Victoria ruled the United Kingdom for 63 years. She had 42 grandchildren who were also married around the royal houses of the continent. Seven of them ruled kingdoms like Spain, Norway, Rumania, Sweden, Germany, and Russia. Today, the Windsors are direct descendants of Queen Victoria and Prince Albert, and within their members, they also relate to other royal houses, as we'll see below.
Queen Margrethe II of Denmark belongs to the Royal House of Glücksburg, which has German and Danish origins. This house has had rulers in different European monarchies like Denmark, Norway, and Greece, at some point.
In fact, if we were to follow the royal protocol Prince Charles isn't really a Windsor but a Glücksburg, because his father, the late Prince Philip, belonged to that family, and according to the protocol, it is the father's last name the one that passes to the prices.

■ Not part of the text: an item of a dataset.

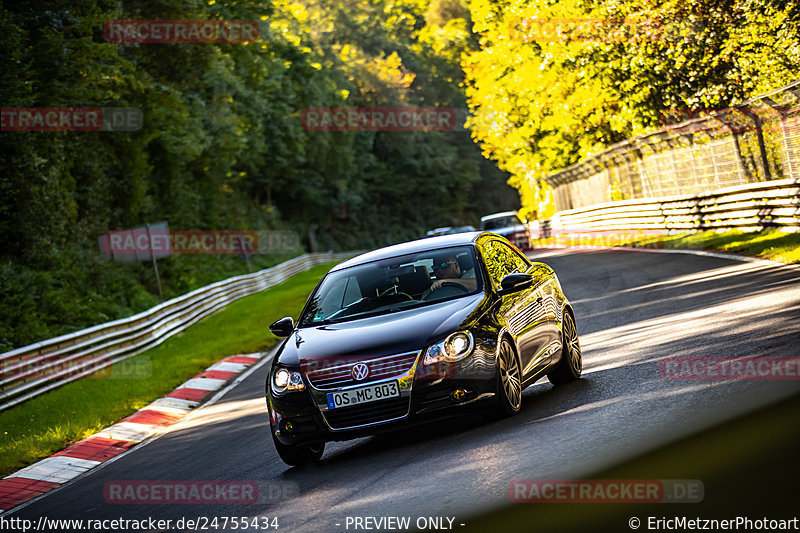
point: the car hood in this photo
(392, 333)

Having said that, Denmark's royalty is related to the British Crown through the Glücksburg bloodline.
Sweden's official Royal House is the Bernadotte. The closest family tie of today's monarchies is actually the one between Queen Margrethe II of Denmark and King Carl XVI Gustaf of Sweden. Carl's mother and Margrethe's father were siblings.
Going back to Queen Victoria, one of her granddaughters, Prince Arthur's child, Margaret, became Princess Consort of Sweden when she married Gustaf VI Adolf, who was crowned in 1950.

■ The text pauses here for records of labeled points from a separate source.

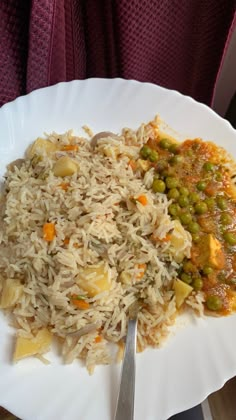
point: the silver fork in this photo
(125, 402)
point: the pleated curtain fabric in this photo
(178, 44)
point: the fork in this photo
(125, 401)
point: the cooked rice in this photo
(105, 226)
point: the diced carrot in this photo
(64, 186)
(142, 268)
(133, 164)
(98, 339)
(49, 232)
(142, 199)
(80, 303)
(70, 148)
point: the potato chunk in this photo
(65, 166)
(210, 253)
(94, 279)
(26, 347)
(11, 292)
(182, 290)
(179, 239)
(41, 147)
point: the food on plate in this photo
(90, 227)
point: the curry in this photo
(197, 178)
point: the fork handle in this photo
(125, 402)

Norway's current king, Harald V, and Queen Elizabeth II are second cousins. Elizabeth's grandfather, King George V, was the eldest brother of Harald's grandmother. The Norwegian Royal Family also belongs to the Glücksburg House, and it's also related to the British monarchy through another of Queen Victoria's granddaughters, Maud of Wales. She was the daughter of Victoria's second child, Edward, and was married to King Haakon VII of Norway.
With Spain, the family ties also go back to Queen Victoria. Victoria's youngest daughter, Beatrice, married her daughter Eugenie to King Alfonso XVIII of Spain. As such, Victoria Eugenie of Battenberg (the Royal House of Prince Philip's mother, Princess Alice of Battenberg) and Queen Elizabeth's grandfather were siblings, which make of Elizabeth and King Felipe VI, third cousins once removed.
Now, there's an even closer relationship between the two realms. Former Queen Sofía's grandfather was the brother of Prince Philip's father. Both Sofía and Prince Philip belonged to the Greek Royal Family before it was overthrown.
This one is a very interesting case because both Belgium and the British Royal families are actually the same House, the Saxe-Coburg and Gotha, which was also Prince Albert's and Queen Victoria's mother's house. In 1917, the British Royal family changed their name to Windsor, and Belgium's House simply became the House of Belgium. Queen Elizabeth and King Philippe of Belgium are third cousins once removed. The first king of the Belgians, Leopold I, was Queen Victoria's uncle, and father of Mexico's Empress Carlota, but that's another story.
Last but not least, let's go to the Netherlands. As we mentioned, King George II of England is the oldest link in all European Royal families. When George married his daughter Anne of Hannover to William IV, Prince of Orange, the Royal House of Orange-Nassau was established. William was the first one to rule all the different states of the Netherlands.
William's bloodline, unlike other kingdoms, goes straight to the current king, Willem-Alexander. This is the oldest link between European Royal houses, through King George II; however, as it is well known, Queen Victoria, who ruled from 1837 to 1911 (a century after George), is the one that ties all the houses together.